À cette question, Freud propose son avis éclairé, selon lequel un excès d’ordonnances et d’interdictions nuit à l’autorité de la loi. « C’est un fait d’observation : là où il n’existe que peu d’interdictions, elles sont soigneusement respectées ; là où à chaque pas on se heurte à des interdictions, on éprouve bel et bien la tentation de passer outre. »[11] C’est donc au bon sens et au transfert, propres à chacun, que Freud fait confiance, défendant plutôt une « politique du laisser-faire »[12] qu’une politique prohibitive ou interdictrice. Gageons que ceux qui ont la lourde responsabilité de porter des lois et de modifier des cursus d’études soient avertis de ceci, que nous transmet Freud, et qui est fondamental : « La psychanalyse n’est pas une spécialité de la médecine. Je ne vois pas comment on peut s’obstiner à le nier. La psychanalyse est une part de la psychologie ; elle n’est pas non plus de la psychologie médicale au sens ancien, ni de la psychologie des processus morbides, mais de la psychologie tout court, certes pas la totalité de la psychologie, mais son soubassement, peut-être bel et bien son fondement. Qu’on ne se laisse pas induire en erreur par la possibilité de son utilisation à des fins médicales ; l’électricité aussi et les rayons x ont trouvé une utilisation en médecine, mais la science dont tous deux relèvent, c’est bien la physique. »[13]

Il reste donc à porter l’attention la plus aiguisée aux simplifications outrancières, mais aussi à ne pas négliger la complicité du sujet lui-même qui se cache derrière les prescriptions magistrales dont il sait confusément qu’elles sont inadéquates.

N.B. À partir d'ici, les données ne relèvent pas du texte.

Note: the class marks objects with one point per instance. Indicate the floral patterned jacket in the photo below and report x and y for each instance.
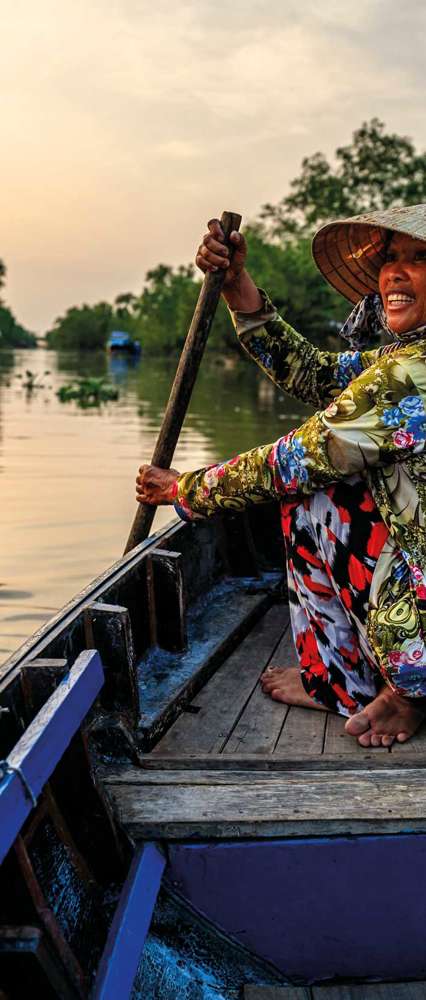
(371, 421)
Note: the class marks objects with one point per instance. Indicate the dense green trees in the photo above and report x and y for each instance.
(375, 170)
(82, 327)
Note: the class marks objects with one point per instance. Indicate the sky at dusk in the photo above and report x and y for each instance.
(126, 124)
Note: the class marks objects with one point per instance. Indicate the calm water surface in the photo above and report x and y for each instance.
(67, 475)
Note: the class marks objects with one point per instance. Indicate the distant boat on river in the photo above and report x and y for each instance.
(120, 340)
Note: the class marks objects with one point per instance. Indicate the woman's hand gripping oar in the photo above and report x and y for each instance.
(185, 378)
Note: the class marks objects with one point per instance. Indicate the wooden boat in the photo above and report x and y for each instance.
(121, 342)
(165, 829)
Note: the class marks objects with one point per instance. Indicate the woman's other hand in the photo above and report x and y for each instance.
(212, 254)
(239, 290)
(156, 486)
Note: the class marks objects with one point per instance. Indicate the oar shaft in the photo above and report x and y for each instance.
(184, 380)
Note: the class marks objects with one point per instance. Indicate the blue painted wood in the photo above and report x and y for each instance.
(349, 907)
(42, 745)
(126, 938)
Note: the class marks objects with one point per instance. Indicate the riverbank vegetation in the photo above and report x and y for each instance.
(12, 334)
(375, 170)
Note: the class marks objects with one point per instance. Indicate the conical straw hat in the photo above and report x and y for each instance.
(350, 252)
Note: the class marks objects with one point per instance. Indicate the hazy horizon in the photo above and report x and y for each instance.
(126, 126)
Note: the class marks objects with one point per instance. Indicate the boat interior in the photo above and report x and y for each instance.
(242, 801)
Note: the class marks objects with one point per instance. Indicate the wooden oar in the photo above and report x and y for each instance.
(185, 377)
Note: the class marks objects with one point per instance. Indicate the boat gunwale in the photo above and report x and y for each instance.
(34, 646)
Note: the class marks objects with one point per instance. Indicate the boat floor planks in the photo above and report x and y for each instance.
(361, 991)
(235, 763)
(231, 717)
(219, 620)
(253, 804)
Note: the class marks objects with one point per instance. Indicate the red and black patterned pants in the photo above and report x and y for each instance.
(333, 540)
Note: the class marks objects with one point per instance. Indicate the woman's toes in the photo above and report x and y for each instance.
(358, 724)
(365, 739)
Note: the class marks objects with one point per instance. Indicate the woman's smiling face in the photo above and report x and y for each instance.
(402, 283)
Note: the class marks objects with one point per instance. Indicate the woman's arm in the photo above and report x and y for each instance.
(291, 361)
(380, 419)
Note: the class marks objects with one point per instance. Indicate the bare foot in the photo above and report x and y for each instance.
(386, 719)
(284, 684)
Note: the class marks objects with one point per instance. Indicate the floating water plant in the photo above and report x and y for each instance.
(32, 380)
(88, 392)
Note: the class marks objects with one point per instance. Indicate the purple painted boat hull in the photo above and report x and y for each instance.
(317, 909)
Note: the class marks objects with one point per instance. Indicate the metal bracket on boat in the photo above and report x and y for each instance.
(6, 768)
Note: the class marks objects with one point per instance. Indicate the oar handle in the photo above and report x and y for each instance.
(185, 377)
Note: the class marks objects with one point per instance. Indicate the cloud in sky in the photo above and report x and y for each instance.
(126, 124)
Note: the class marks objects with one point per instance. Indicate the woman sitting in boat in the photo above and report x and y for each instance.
(351, 479)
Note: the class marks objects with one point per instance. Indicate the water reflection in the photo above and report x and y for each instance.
(67, 475)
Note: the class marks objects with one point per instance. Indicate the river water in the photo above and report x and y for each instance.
(67, 474)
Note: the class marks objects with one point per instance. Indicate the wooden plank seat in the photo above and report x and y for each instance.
(280, 771)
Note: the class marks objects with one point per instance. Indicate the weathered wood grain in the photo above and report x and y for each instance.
(303, 733)
(359, 991)
(414, 747)
(38, 679)
(226, 804)
(108, 628)
(368, 761)
(370, 991)
(217, 707)
(260, 724)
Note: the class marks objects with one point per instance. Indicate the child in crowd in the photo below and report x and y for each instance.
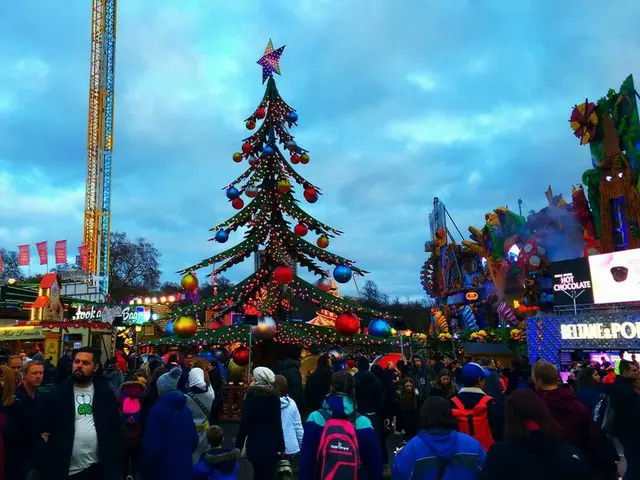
(219, 462)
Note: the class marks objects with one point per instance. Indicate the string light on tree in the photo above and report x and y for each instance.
(273, 220)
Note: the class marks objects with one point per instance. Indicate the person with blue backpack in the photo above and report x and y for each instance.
(338, 443)
(439, 451)
(218, 463)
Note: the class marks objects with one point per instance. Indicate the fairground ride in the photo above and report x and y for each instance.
(97, 217)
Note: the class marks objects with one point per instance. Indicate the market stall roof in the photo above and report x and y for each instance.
(301, 334)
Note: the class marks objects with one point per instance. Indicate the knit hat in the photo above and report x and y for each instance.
(472, 372)
(263, 376)
(169, 381)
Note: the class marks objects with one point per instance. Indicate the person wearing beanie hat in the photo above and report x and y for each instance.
(260, 431)
(487, 414)
(169, 381)
(169, 419)
(263, 377)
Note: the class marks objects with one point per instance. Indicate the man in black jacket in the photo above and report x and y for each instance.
(290, 369)
(625, 401)
(81, 422)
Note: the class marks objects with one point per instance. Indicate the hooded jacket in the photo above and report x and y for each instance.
(261, 425)
(625, 400)
(422, 457)
(369, 393)
(291, 425)
(574, 418)
(164, 458)
(290, 369)
(341, 406)
(218, 464)
(540, 456)
(422, 377)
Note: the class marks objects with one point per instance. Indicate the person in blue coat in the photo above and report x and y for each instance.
(340, 404)
(439, 451)
(170, 435)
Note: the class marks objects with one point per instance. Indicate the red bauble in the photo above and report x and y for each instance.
(240, 356)
(323, 241)
(310, 195)
(189, 282)
(348, 324)
(300, 229)
(283, 275)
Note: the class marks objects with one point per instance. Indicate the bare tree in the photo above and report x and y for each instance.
(135, 266)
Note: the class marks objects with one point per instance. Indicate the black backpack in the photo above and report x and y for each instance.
(603, 414)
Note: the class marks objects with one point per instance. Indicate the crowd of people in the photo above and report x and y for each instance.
(160, 420)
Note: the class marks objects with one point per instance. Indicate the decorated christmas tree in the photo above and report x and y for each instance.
(277, 226)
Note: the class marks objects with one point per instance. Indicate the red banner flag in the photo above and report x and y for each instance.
(42, 252)
(24, 255)
(84, 257)
(61, 252)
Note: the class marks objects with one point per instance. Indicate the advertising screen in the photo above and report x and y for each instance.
(571, 282)
(615, 276)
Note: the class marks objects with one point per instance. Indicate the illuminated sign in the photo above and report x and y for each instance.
(136, 314)
(21, 333)
(616, 276)
(600, 331)
(571, 282)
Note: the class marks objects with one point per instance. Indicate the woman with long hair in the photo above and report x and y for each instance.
(407, 413)
(439, 451)
(532, 448)
(340, 405)
(444, 386)
(589, 393)
(19, 433)
(318, 384)
(200, 398)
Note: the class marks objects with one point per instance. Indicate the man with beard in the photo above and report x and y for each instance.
(81, 423)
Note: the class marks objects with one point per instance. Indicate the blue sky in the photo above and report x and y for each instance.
(399, 102)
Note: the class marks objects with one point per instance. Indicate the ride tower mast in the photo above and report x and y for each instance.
(97, 218)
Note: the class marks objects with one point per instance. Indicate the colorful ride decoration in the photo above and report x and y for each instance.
(611, 128)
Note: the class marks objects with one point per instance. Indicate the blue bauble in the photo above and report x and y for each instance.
(379, 327)
(342, 274)
(338, 355)
(222, 236)
(168, 330)
(232, 193)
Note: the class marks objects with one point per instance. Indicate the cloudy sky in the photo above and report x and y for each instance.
(399, 102)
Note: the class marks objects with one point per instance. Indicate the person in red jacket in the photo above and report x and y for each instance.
(569, 413)
(121, 363)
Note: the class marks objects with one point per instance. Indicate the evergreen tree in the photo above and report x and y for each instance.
(267, 185)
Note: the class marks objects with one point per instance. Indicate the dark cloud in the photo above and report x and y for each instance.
(399, 103)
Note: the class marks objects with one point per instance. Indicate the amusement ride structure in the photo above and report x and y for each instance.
(97, 217)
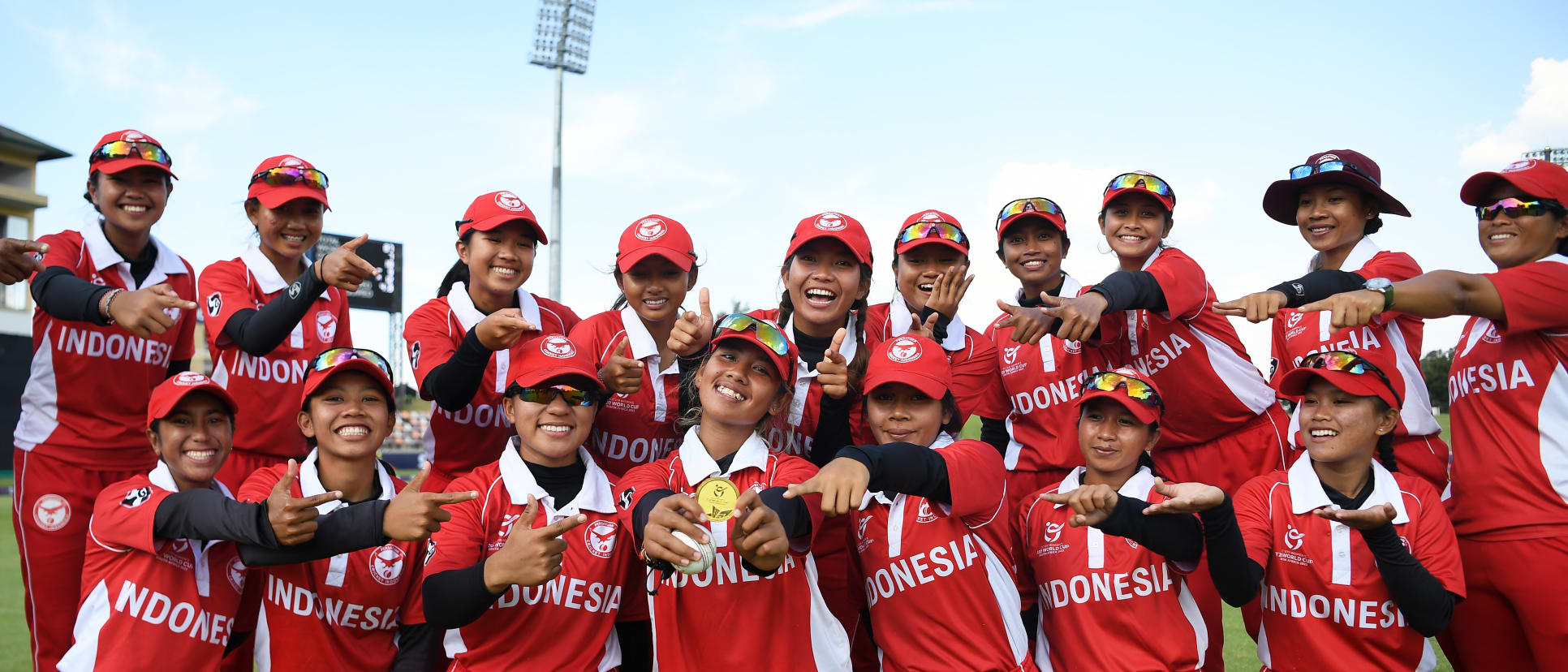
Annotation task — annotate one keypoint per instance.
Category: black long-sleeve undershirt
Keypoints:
(1317, 286)
(262, 331)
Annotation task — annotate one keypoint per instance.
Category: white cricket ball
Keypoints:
(695, 566)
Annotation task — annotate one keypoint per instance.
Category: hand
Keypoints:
(1360, 519)
(413, 515)
(1029, 325)
(947, 291)
(1255, 308)
(924, 330)
(1350, 309)
(294, 519)
(141, 312)
(693, 331)
(760, 535)
(344, 269)
(1090, 505)
(674, 513)
(502, 330)
(16, 259)
(1184, 497)
(530, 557)
(841, 485)
(1079, 315)
(620, 373)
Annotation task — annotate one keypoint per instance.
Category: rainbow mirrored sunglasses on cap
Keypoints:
(289, 176)
(1027, 205)
(336, 356)
(131, 149)
(767, 334)
(1109, 381)
(938, 229)
(1329, 166)
(1515, 207)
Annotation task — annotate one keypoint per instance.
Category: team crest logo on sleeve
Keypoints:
(386, 564)
(50, 513)
(601, 537)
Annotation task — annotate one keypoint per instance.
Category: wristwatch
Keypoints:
(1385, 287)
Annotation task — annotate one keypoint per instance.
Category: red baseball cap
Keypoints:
(553, 356)
(1282, 198)
(171, 390)
(654, 235)
(496, 209)
(836, 226)
(346, 359)
(274, 196)
(913, 360)
(1361, 384)
(1150, 187)
(1147, 412)
(1540, 179)
(930, 217)
(115, 165)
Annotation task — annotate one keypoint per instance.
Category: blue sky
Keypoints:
(742, 118)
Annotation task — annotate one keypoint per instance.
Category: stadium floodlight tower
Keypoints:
(562, 45)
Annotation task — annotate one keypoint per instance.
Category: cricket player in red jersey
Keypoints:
(353, 611)
(654, 269)
(1041, 375)
(1337, 200)
(168, 550)
(932, 523)
(114, 320)
(758, 599)
(1507, 411)
(1112, 583)
(459, 342)
(1352, 561)
(930, 261)
(261, 336)
(533, 574)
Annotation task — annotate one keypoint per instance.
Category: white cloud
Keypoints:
(1540, 121)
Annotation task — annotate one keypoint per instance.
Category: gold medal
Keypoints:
(717, 497)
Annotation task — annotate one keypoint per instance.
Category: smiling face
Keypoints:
(1512, 242)
(551, 433)
(656, 287)
(193, 439)
(501, 259)
(1134, 226)
(1112, 439)
(289, 229)
(1333, 217)
(918, 269)
(348, 416)
(1339, 426)
(131, 200)
(824, 281)
(899, 412)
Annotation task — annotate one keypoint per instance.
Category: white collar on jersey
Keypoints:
(642, 342)
(595, 493)
(696, 464)
(104, 256)
(265, 274)
(899, 320)
(943, 441)
(311, 483)
(467, 315)
(1359, 256)
(1137, 486)
(163, 478)
(1307, 491)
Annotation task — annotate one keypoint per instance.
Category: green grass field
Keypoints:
(1239, 649)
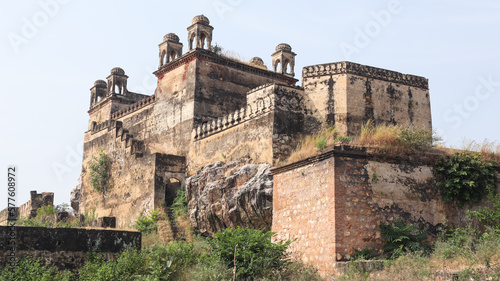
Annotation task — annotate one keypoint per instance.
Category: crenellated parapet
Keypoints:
(346, 67)
(261, 100)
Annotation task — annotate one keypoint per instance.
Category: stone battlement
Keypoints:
(346, 67)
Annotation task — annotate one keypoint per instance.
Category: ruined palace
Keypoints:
(208, 107)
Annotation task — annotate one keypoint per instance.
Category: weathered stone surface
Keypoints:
(76, 194)
(229, 195)
(65, 248)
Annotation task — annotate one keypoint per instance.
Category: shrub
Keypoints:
(364, 254)
(130, 265)
(99, 172)
(488, 216)
(179, 207)
(147, 224)
(31, 269)
(308, 145)
(464, 177)
(252, 250)
(402, 238)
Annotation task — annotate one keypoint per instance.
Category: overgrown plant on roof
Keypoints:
(464, 177)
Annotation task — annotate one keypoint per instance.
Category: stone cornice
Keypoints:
(346, 67)
(211, 56)
(134, 107)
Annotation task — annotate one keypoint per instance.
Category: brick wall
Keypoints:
(304, 209)
(334, 203)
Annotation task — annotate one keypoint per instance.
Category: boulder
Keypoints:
(223, 195)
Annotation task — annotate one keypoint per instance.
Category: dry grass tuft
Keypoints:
(489, 150)
(388, 140)
(236, 57)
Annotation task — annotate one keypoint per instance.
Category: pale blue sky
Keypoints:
(52, 52)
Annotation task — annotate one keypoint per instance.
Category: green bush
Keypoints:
(402, 238)
(31, 269)
(130, 265)
(99, 172)
(489, 217)
(464, 177)
(364, 254)
(148, 223)
(255, 253)
(455, 243)
(180, 202)
(415, 138)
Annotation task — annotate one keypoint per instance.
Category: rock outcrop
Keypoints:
(223, 195)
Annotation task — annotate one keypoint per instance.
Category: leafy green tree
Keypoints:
(251, 249)
(464, 177)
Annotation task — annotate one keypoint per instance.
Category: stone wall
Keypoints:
(137, 176)
(29, 209)
(304, 209)
(66, 248)
(348, 94)
(266, 129)
(334, 203)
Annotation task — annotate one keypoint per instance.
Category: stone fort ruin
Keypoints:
(208, 106)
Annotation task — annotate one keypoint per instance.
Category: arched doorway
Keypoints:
(171, 187)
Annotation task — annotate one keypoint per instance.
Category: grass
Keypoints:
(489, 150)
(234, 56)
(475, 255)
(389, 140)
(311, 145)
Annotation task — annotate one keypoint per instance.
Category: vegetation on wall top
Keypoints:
(465, 177)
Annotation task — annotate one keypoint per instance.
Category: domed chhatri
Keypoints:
(117, 70)
(100, 83)
(172, 37)
(283, 47)
(257, 61)
(201, 19)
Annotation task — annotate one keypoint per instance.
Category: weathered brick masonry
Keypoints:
(334, 203)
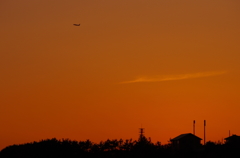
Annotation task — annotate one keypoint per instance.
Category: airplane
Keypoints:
(76, 24)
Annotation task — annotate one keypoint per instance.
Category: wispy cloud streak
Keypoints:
(175, 77)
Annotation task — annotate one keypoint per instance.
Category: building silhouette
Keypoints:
(186, 142)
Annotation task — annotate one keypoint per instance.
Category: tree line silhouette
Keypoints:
(141, 148)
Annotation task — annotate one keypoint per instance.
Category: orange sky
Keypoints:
(158, 63)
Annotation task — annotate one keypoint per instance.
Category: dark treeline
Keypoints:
(141, 148)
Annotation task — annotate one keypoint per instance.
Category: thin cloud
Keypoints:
(175, 77)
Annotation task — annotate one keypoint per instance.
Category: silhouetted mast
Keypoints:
(204, 132)
(194, 127)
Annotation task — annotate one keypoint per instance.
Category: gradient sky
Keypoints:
(156, 63)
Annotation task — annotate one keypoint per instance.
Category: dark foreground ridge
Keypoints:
(141, 148)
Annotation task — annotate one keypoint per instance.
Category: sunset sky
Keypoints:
(159, 64)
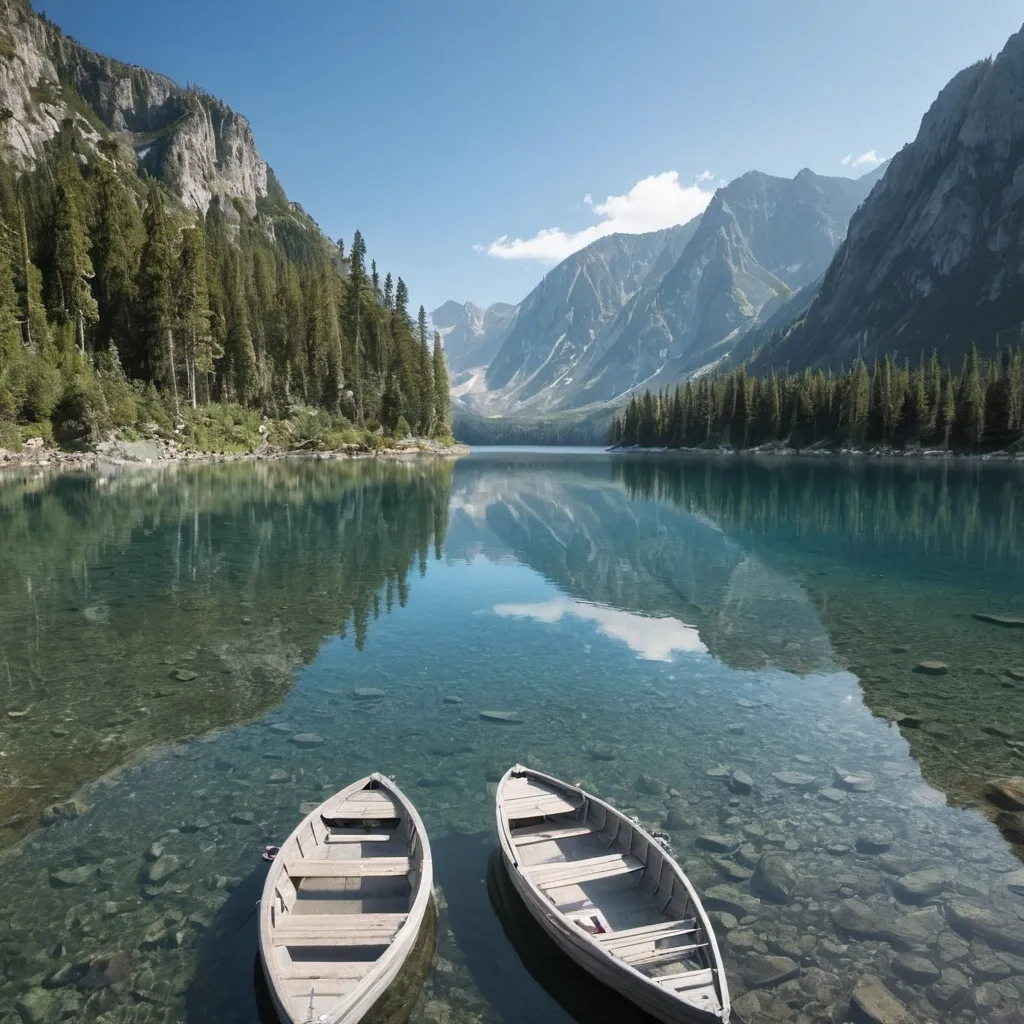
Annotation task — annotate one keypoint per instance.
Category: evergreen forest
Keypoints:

L’inflexible Freud pouvait taxer de lâcheté ce sujet égaré, non sans savoir que ce défaut participe de la souffrance morale. Là encore, c’est la question de la rencontre avec un autre discours qui peut relancer les dés, et sachant qu’aucun coup de dé, fût-il joué par le maître, n’a le pouvoir d’abolir le hasard, il ne nous reste qu’à persévérer, puisque tels sont notre goût et notre choix.


[1]     Freud S., L’analyse profane, Folio essais, p.152.

[2]     Ibidem, p. 107.

[3]     Ibid.,

[4]     Ibid., p. 109.

[5]     Ibid.

[6]     Ibid., p. 136.

[7]     Ibidem, p. 134.

[8]     Ibid.

[9]     Ibidem, p. 108.

[10]  Ibid., p. 115.

[11]  Ibid.

[12]  Ibid., p. 120.

[13]  Ibid., p. 144.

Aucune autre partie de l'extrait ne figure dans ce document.